Our simulations use the System for Atmospheric Modeling (SAM 6.10) with Morrison microphysics, RRTMG radiation, and the UM5 scalar advection scheme. A 6.4x6.4 km doubly-periodic domain and variable vertical resolution are used. To avoid over-entrainment, a small vertical grid spacing of 5 m is used across the height range 600-2100 m in which sharp inversions capping stratocumulus cloud layers are typically found. Each simulation is initialized using thermodynamic profiles from the first balloon sounding of each cruise leg. Sea-surface temperatures are prescribed from observations, and ECMWF analyses are used to derive time-varying geostrophic wind, ship-relative large-scale advective forcing and large-scale vertical velocity. ECMWF vertical velocities are adjusted to relax the lower-tropospheric temperature profile toward observations with a relaxation timescale of 1 day, and temperature and humidity are strongly nudged toward the balloon profiles above 3 km. Humidity and wind profiles are also gently relaxed toward the observations to prevent substantial mean drifts.

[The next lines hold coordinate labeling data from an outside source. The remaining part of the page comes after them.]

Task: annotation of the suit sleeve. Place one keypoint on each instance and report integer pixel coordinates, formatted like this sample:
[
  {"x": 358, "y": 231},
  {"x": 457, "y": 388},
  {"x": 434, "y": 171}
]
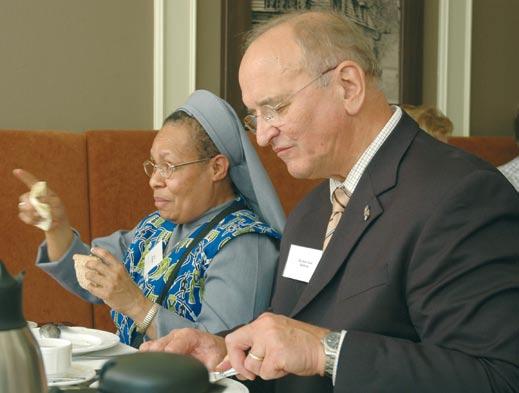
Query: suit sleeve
[{"x": 463, "y": 299}]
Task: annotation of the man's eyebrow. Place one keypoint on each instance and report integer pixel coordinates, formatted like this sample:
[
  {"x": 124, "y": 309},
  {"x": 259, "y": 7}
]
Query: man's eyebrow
[{"x": 270, "y": 101}]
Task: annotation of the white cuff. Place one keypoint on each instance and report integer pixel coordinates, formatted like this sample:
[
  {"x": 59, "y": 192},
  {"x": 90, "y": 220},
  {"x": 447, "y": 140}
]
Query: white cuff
[{"x": 343, "y": 334}]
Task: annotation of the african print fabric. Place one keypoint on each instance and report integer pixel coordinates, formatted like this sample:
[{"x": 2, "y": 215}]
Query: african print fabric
[{"x": 184, "y": 296}]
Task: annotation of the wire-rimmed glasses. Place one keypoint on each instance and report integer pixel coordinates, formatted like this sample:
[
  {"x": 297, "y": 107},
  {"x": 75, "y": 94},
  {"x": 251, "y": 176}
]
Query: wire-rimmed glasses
[
  {"x": 166, "y": 169},
  {"x": 271, "y": 114}
]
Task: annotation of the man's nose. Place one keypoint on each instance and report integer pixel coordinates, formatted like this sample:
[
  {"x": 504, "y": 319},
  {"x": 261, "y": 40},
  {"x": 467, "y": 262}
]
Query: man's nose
[{"x": 265, "y": 132}]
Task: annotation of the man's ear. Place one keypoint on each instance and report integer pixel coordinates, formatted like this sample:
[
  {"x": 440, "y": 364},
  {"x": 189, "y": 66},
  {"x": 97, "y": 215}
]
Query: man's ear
[
  {"x": 353, "y": 86},
  {"x": 219, "y": 167}
]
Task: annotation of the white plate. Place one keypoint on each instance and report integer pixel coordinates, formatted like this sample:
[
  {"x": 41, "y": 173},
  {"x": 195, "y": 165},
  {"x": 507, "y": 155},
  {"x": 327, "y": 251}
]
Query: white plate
[
  {"x": 77, "y": 373},
  {"x": 232, "y": 386},
  {"x": 85, "y": 340}
]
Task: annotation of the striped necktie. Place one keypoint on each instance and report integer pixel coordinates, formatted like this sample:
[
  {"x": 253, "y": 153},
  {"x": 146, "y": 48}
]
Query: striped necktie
[{"x": 340, "y": 199}]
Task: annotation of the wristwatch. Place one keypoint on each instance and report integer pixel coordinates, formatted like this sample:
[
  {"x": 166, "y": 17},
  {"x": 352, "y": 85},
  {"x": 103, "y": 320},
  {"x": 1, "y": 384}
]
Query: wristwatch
[
  {"x": 331, "y": 350},
  {"x": 142, "y": 327}
]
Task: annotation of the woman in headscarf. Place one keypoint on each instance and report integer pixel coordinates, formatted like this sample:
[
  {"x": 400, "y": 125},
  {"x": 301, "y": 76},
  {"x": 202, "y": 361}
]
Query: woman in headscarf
[{"x": 206, "y": 258}]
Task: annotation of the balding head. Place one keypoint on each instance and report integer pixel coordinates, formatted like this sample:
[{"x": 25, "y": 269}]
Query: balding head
[{"x": 325, "y": 38}]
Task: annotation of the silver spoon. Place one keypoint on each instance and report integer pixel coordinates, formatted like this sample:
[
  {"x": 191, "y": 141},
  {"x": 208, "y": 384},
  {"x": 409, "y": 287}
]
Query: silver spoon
[{"x": 50, "y": 330}]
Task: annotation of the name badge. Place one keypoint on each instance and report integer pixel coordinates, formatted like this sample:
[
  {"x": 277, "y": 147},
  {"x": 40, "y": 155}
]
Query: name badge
[
  {"x": 301, "y": 263},
  {"x": 153, "y": 258}
]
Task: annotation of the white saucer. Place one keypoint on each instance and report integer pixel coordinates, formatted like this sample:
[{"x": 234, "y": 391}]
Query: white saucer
[
  {"x": 32, "y": 325},
  {"x": 76, "y": 374},
  {"x": 232, "y": 386}
]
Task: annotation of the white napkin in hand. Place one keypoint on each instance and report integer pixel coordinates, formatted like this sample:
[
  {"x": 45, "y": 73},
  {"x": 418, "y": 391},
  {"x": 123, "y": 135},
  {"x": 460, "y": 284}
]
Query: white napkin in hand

The time-varying cloud droplet number concentration is specified based on the ship-measured accumulation-mode aerosol and an empirical linear regression between this measurement and satellite-retrieved Nd. The aerosol sensitivity study replaced the default time-varying droplet concentrations for each simulated cruise with fixed values of 50 and 100 cm-3, consistent with simplifying assumptions used in many operational weather forecast models.